La recuperación después de la pandemia está ya siendo evidente en muchos países, pero es preciso que tenga un signo distinto: no podemos seguir el modelo energético pasado si queremos estabilizar la temperatura del planeta en el límite de 1,5◦ que recomiendan los científicos. Para ello, es preciso que las principales economías mundiales dejen de ser emisoras netas de gases de efecto invernadero (GEI): esto significa, en pocas palabras que nuestra economía deje de depender de los combustibles fósiles (carbón, petróleo, gas natural…) y pase a sustentarse sobre las energías de baja emisión, principalmente renovables (hidráulica, biomasa, solar, eólica, geotérmica) y, mientras no sea posible una sólida alternativa, nuclear.

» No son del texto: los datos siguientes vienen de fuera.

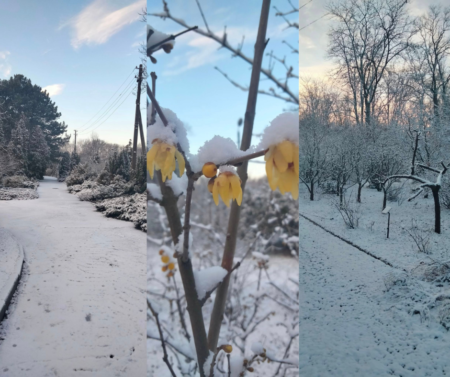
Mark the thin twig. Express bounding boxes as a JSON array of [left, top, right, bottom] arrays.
[[147, 299, 177, 377]]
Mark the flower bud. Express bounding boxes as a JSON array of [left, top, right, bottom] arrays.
[[208, 178, 216, 194], [202, 162, 217, 178], [222, 344, 233, 353]]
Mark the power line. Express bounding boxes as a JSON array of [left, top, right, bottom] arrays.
[[298, 13, 329, 31], [78, 88, 134, 132], [298, 0, 312, 10], [77, 68, 134, 132], [78, 79, 134, 132]]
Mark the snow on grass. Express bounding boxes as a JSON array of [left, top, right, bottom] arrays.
[[147, 183, 162, 200], [230, 352, 244, 377], [194, 266, 228, 300], [300, 213, 450, 377], [299, 185, 450, 270], [203, 351, 214, 376], [258, 112, 299, 149]]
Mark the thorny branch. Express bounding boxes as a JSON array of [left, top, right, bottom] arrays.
[[147, 300, 177, 377], [149, 0, 299, 105]]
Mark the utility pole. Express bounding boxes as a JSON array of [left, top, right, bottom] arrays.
[[131, 64, 145, 170]]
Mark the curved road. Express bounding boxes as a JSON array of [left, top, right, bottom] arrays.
[[299, 217, 450, 377], [0, 177, 146, 377]]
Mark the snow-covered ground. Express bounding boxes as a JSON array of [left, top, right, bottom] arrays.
[[0, 177, 146, 377], [300, 187, 450, 269], [299, 188, 450, 377], [147, 241, 298, 377]]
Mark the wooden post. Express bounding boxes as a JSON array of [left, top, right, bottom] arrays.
[[386, 212, 391, 238], [131, 64, 145, 170], [381, 207, 391, 238]]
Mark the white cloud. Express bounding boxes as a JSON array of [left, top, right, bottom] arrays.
[[42, 84, 65, 97], [0, 51, 11, 60], [60, 0, 145, 49], [0, 51, 12, 77]]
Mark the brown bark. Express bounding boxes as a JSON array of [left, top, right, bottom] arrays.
[[208, 0, 270, 351]]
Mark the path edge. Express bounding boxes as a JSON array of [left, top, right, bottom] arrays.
[[0, 228, 25, 322]]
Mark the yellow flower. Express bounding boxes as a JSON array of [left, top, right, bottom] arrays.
[[147, 139, 185, 182], [212, 171, 242, 207], [202, 162, 217, 178], [222, 344, 233, 353], [264, 140, 299, 199]]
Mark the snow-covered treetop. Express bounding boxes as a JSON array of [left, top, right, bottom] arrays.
[[147, 108, 189, 154], [257, 112, 299, 150], [147, 25, 175, 52]]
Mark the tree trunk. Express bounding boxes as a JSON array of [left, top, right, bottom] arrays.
[[431, 186, 441, 234], [207, 0, 270, 352]]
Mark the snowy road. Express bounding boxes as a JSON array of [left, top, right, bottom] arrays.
[[0, 177, 146, 377], [299, 217, 450, 377]]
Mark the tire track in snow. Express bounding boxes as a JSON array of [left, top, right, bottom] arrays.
[[299, 213, 408, 272]]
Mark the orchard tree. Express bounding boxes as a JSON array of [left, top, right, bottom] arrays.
[[328, 0, 414, 124]]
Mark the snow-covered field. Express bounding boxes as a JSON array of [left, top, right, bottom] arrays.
[[299, 188, 450, 377], [0, 177, 146, 377]]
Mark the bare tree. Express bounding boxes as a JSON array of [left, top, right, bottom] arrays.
[[383, 132, 450, 233], [328, 0, 414, 124], [149, 0, 299, 106]]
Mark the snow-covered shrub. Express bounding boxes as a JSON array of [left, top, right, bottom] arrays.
[[95, 170, 114, 186], [333, 194, 360, 229], [441, 180, 450, 209], [95, 194, 147, 232], [407, 220, 431, 254], [386, 183, 404, 202], [2, 175, 37, 188]]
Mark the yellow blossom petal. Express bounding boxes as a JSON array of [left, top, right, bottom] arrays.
[[277, 140, 294, 163], [213, 179, 219, 206], [175, 150, 186, 177], [273, 146, 288, 173]]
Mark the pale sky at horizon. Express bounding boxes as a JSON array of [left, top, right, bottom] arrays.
[[0, 0, 146, 145], [299, 0, 450, 79]]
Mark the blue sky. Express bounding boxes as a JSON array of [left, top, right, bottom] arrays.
[[148, 0, 298, 176], [0, 0, 146, 144]]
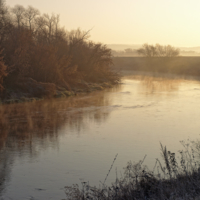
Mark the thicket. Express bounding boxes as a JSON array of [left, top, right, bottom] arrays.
[[66, 141, 200, 200], [0, 0, 118, 99]]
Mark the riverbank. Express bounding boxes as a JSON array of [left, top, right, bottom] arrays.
[[0, 78, 119, 104], [66, 141, 200, 200]]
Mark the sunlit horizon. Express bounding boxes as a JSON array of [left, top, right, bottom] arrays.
[[6, 0, 200, 47]]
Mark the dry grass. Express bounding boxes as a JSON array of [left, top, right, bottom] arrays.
[[66, 141, 200, 200]]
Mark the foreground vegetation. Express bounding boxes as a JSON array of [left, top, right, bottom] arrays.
[[0, 0, 119, 101], [66, 141, 200, 200]]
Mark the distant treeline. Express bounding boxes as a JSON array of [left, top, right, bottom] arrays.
[[0, 0, 118, 100]]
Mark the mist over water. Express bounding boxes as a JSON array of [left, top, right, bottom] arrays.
[[0, 73, 200, 199]]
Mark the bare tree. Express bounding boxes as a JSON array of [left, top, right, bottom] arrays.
[[24, 6, 40, 30], [43, 14, 56, 40], [11, 5, 25, 28]]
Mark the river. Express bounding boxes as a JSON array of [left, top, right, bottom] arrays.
[[0, 73, 200, 200]]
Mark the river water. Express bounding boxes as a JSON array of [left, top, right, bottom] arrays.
[[0, 72, 200, 200]]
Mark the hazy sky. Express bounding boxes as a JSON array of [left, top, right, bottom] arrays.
[[6, 0, 200, 46]]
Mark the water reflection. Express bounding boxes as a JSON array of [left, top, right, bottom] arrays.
[[0, 86, 120, 195]]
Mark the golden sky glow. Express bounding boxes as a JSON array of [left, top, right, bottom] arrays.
[[6, 0, 200, 47]]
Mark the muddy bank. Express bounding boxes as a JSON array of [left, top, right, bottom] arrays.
[[0, 78, 118, 104]]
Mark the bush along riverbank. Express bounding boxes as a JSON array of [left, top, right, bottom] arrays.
[[0, 1, 119, 103], [66, 141, 200, 200]]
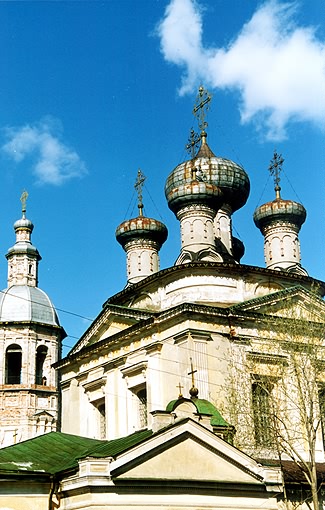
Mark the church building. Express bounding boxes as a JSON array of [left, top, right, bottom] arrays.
[[0, 87, 325, 510]]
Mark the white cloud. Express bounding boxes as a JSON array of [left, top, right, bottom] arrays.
[[2, 118, 87, 185], [158, 0, 325, 140]]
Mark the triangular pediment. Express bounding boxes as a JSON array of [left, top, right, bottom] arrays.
[[70, 305, 150, 354], [111, 419, 279, 486], [231, 286, 325, 322]]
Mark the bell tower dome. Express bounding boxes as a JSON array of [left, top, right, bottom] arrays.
[[0, 192, 66, 447]]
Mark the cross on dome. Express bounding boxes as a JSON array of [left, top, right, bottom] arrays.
[[20, 190, 28, 219], [185, 128, 201, 158], [269, 150, 284, 199], [134, 168, 146, 216], [193, 85, 212, 136]]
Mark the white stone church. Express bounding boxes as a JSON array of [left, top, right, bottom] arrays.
[[0, 88, 325, 510]]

El último informe del panel intergubernamental de cambio climático, publicado este verano, deja claras cuáles son las tendencias de calentamiento global, observables no solo en los registros térmicos, sino también en los deshielos masivos de las masas de hielo marino y continental (sobre todo en el hemisferio Norte), la reducción de los glaciares, o la creciente presencia de anomalías extremas (inundaciones, incendios, sequías…).
Tras varias décadas de debate científico, me parece que no tiene sentido seguir discutiendo sobre aspectos en los que la ciencia ha encontrado una enorme convergencia. Con las incertidumbres que todo conocimiento científico lleva consigo, es preciso pasar a la acción, convertir las declaraciones más o menos retóricas en hechos y disposiciones concretas. Por eso, creo que es el momento de centrarnos en los aspectos éticos del cambio climático, porque es ahí donde estamos encontrando las principales barreras para adoptar los compromisos que la seriedad del problema requiere.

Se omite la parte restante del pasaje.